Livern Barrett, Senior Gleaner Writer
President of G2K, Floyd Green, may have found the formula that will turn the inner city youth's dreams to reality.
He is proposing the establishment of a mentorship system that would rely on the experiences of successful professionals who came from humble beginnings.
"We have to find a way to take them back into these communities and have them reach out and touch these young persons to let them know that 'I shared your reality ..., I was once in the position that you are in'," Green suggested.
He added: "These are not politicians. These are not necessarily the people in the media spotlight. But we have to seek out those persons and have them tell their stories and it is those stories that will inspire (inner-city) young people to keep dreaming and to realise their dreams."
Green offered this solution at a Gleaner Editor's Forum recently, where youth leaders bemoaned the fortunes of their peers in the inner-city. The lack of opportunity was a recurring concern. They believe that it could be stifling the ambitious dreams of young persons spread across the tough inner-city communities of the Corporate Area.
Daniel Wilson, president of the University of the West Indies (UWI) Guild of Students, believes the dreams of inner-city young people are directly linked to the opportunities available in their communities.
"And those opportunities are tied into politics, they are tied into (the availability of) jobs ... . They are tied into a myriad of other stuff," Wilson suggested.

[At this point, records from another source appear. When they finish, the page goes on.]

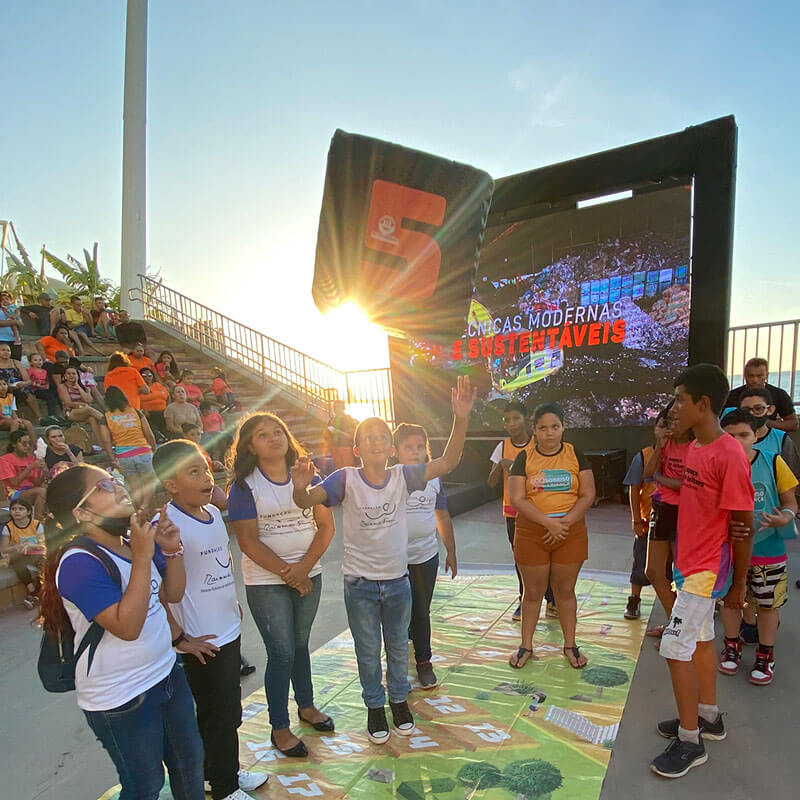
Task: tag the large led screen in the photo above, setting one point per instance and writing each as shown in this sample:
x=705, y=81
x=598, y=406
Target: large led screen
x=588, y=307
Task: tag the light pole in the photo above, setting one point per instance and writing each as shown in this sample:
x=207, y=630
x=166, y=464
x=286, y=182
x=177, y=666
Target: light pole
x=134, y=157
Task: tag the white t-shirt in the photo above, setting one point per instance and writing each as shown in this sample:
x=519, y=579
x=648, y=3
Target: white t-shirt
x=120, y=670
x=421, y=521
x=209, y=604
x=282, y=526
x=375, y=530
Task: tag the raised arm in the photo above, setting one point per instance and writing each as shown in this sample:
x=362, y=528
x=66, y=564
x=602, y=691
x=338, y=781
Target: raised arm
x=462, y=398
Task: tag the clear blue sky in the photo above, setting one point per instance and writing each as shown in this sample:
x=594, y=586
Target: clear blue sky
x=244, y=97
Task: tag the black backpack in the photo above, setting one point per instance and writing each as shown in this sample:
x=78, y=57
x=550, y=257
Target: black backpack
x=58, y=657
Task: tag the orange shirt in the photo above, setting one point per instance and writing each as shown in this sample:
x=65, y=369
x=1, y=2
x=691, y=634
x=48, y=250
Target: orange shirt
x=157, y=399
x=129, y=380
x=52, y=345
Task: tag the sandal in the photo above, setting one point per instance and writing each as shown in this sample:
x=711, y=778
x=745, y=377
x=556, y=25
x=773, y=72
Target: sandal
x=519, y=655
x=575, y=654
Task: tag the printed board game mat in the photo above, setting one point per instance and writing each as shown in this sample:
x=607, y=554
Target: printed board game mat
x=488, y=731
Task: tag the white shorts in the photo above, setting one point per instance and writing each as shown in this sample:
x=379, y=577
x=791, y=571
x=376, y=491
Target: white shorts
x=692, y=621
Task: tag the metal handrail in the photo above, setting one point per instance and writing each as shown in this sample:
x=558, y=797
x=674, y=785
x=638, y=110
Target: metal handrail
x=312, y=381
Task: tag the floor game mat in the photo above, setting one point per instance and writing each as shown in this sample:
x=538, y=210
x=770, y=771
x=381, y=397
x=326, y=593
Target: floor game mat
x=488, y=731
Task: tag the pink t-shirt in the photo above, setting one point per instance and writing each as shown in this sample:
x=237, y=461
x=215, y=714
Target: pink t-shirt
x=716, y=481
x=673, y=457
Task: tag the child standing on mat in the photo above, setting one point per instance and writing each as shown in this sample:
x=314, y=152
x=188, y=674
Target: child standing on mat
x=716, y=488
x=426, y=513
x=774, y=510
x=377, y=593
x=205, y=625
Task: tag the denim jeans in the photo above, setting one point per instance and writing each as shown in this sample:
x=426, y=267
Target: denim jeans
x=423, y=580
x=373, y=606
x=157, y=726
x=284, y=619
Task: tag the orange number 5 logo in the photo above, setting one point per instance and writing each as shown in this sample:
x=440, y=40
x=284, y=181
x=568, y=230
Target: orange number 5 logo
x=390, y=204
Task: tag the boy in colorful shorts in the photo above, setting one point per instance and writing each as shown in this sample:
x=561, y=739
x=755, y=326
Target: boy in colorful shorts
x=716, y=488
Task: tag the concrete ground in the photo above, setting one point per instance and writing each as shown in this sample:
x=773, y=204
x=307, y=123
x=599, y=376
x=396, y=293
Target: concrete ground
x=48, y=753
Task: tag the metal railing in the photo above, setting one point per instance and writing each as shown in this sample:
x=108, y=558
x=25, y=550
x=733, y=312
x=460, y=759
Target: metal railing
x=366, y=392
x=777, y=342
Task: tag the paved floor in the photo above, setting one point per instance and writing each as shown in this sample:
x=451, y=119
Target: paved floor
x=48, y=753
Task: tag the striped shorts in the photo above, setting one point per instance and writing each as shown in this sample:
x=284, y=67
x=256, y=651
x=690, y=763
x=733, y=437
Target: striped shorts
x=766, y=585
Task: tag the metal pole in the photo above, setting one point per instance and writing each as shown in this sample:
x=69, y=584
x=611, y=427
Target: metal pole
x=134, y=156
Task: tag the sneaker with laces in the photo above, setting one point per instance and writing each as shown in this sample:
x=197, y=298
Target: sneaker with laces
x=730, y=657
x=763, y=669
x=679, y=758
x=377, y=726
x=402, y=718
x=427, y=677
x=632, y=609
x=250, y=781
x=708, y=730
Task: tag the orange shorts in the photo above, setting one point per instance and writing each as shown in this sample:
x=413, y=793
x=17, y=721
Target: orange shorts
x=530, y=549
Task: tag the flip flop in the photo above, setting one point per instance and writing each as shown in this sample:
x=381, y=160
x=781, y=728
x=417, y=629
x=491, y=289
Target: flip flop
x=519, y=656
x=576, y=654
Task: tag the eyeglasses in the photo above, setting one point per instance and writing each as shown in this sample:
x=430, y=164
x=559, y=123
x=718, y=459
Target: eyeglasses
x=109, y=485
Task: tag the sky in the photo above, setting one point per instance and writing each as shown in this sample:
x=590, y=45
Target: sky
x=244, y=97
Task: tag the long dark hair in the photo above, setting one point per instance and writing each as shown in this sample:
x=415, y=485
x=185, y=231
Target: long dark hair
x=63, y=494
x=241, y=461
x=173, y=365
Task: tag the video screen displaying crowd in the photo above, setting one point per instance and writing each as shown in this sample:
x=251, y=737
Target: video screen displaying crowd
x=154, y=519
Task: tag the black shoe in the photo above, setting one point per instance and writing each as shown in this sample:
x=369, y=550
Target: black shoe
x=708, y=730
x=325, y=725
x=427, y=677
x=632, y=609
x=377, y=726
x=679, y=758
x=298, y=751
x=748, y=633
x=402, y=718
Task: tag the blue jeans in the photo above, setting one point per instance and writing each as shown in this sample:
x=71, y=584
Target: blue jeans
x=284, y=619
x=373, y=606
x=423, y=581
x=157, y=726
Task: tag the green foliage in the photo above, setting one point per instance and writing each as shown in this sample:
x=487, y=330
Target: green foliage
x=531, y=777
x=604, y=676
x=479, y=775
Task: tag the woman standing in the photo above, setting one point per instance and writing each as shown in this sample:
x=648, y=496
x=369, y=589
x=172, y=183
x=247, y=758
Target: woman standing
x=129, y=442
x=552, y=487
x=281, y=546
x=133, y=694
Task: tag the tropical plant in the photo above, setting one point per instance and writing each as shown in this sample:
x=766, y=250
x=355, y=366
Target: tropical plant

"Everyone's dreams are centred around the realities they face. So as an example, somebody in the inner city, their dream could be to become the area leader ... . Somebody else's dream could be to fly-out (migrate)," he added.
No clearly defined structure
The youth groups find disturbing, the absence of a clearly defined structure to help them realise their dreams.
The youth leaders argued that while most of these young persons are willing to follow the proverbial 'straight and narrow' path to success, these concerns could drive others to want to emulate community dons who are involved in criminal activities.
Chairman of the National Youth Council, Ryan Small agreed, stressing that ways have to be found to bring opportunities to these communities.
Giving an example, Small said a recent visit to the community of Congo Hole, in St Elizabeth, re-inforced for him the lack of opportunities faced by young persons in deep rural communities.
For his part, president of the Young Entrepreneurs Association, Fabian Brown, is concerned that the absence of a system to ensure that the positive dreams of inner city young people become reality could be killing some of those dreams.
"Based on my own experience of working in deep rural communities and inner-city communities, the young people in both these situations have their own dreams and they are real dreams and all that is required, for the most part, is facilitation of those dreams to become reality," Brown reasoned.